Jean-Luc BENNAHMIAS (primaire BAP) : Renforcer sa place d’allié du PS (pour continuer d’avoir des postes) tout en faisant parler de lui.


Jean-François COPÉ (primaire DC) : Retrouver une légitimité de ministrable.


Karima DELLI (primaire EELV) : Se faire connaître pour peser ensuite et avoir plus de responsabilités dans le parti.


François DE RUGY (primaire BAP) : Renforcer sa place d’allié du PS et défendre le choix des écologistes qui ont quitté EELV et sont taxés d’opportunisme.


Cécile DUFLOT (primaire EELV) : Se positionner en vrai leader du parti au risque d’être définitivement décrédibilisé par la suite selon son résultat.


François FILLON (primaire DC) : Sa seule chance de devenir président, faute de quoi il devra probablement se contenter de celui de président de l’Assemblée nationale.

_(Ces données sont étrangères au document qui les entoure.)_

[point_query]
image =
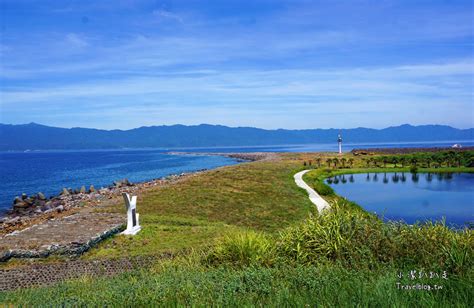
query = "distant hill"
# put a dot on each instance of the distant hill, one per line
(40, 137)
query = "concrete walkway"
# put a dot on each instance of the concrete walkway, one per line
(320, 203)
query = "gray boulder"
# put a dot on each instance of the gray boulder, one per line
(41, 196)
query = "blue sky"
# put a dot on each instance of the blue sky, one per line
(270, 64)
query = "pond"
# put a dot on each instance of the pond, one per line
(411, 197)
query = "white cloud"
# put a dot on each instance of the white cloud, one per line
(76, 40)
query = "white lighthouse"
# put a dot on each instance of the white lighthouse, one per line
(339, 141)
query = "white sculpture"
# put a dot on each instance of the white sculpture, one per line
(133, 227)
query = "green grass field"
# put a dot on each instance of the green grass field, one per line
(251, 237)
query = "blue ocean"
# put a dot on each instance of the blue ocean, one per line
(50, 171)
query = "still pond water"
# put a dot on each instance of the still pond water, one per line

Gérard FILOCHE (primaire BAP) : Défendre une aile gauche du PS compatible avec l’extrême-gauche, et faire parler de lui.


Benoît HAMON (primaire BAP) : Constater si les jeunes et les Français d’origine étrangère votent encore PS, auquel cas HAMON est leur candidat.

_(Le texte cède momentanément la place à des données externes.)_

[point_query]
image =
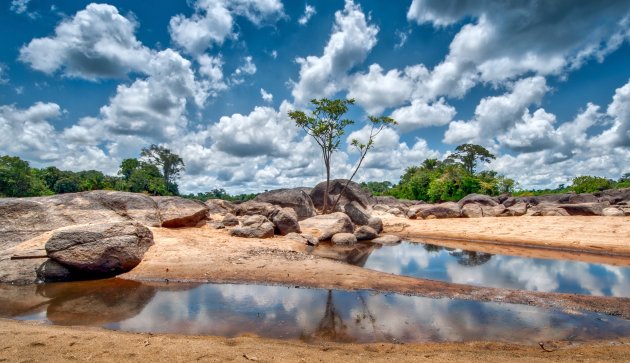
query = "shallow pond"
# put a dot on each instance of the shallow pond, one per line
(484, 269)
(295, 313)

Yannick JADOT (primaire EELV) : Renforcer sa présence médiatique pour devenir le futur numéro 1 d’EELV.


Alain JUPPÉ (primaire DC) : Accéder au pouvoir suprême ou y renoncer définitivement et finir tranquillement sa carrière en laissant Bordeaux en 2020.


Nathalie KOSCIUSKO-MORIZET (primaire DC) : Revenir parmi les têtes du parti LR et être ministre en cas de victoire de la droite. Renforcer sa position pour la mairie de Paris.

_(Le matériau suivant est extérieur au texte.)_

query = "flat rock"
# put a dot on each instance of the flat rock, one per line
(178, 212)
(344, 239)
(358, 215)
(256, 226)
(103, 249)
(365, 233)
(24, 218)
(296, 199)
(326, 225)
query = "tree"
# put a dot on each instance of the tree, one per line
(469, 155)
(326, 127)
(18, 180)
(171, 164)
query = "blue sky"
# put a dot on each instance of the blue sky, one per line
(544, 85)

Bruno LE MAIRE (primaire DC) : Augmenter sa notoriété et se positionner en chef de parti pour la succession à partir de 2022.


Marie-Noëlle LIENEMANN (primaire BAP) : Faire valoir les idées de l’aile gauche du PS pourtant mainoritaire ; se dit prête à se ranger derrière HAMON ou MONTEBOURG.


Arnaud MONTEBOURG : (primaire BAP) : Récupérer le PS ; mais s’il échoue, il laisse la place à VALLS.


Jean-Frédéric POISSON (primaire DC) : Montrer le poids du Parti chrétien démocrate pour lui obtenir un poste de ministre ; s’épargner une campagne présidentielle qu’il ne veut pas mener.


Michèle RIVASI (primaire EELV) : Défendre des idées écologistes et accroître sa notoriété et celle de ses combats.


Nicolas SARKOZY (primaire DC) : Redevenir président au risque de devoir prendre sa retraite, dont la seule sortie serait d’être rappelé qu’en fin de mandat prochain pour des responsabilités prestigieuses.


Pour les plus âgés, c’est un baroud d’honneur qui passe ou qui casse (même s’ils peuvent toujours être rappelés, pour marquer une union dans le parti, à la tête d’un grand ministère , ou à la présidence d’une commission symbolique. Pour les plus jeunes, c’est tout bénéf : se faire voir en sachant n’avoir aucune chance, mais en réservant les places pour la suite. Assez peu ont des convictions personnelles qu’ils font valoir ; ici, ils défendent le programme du parti.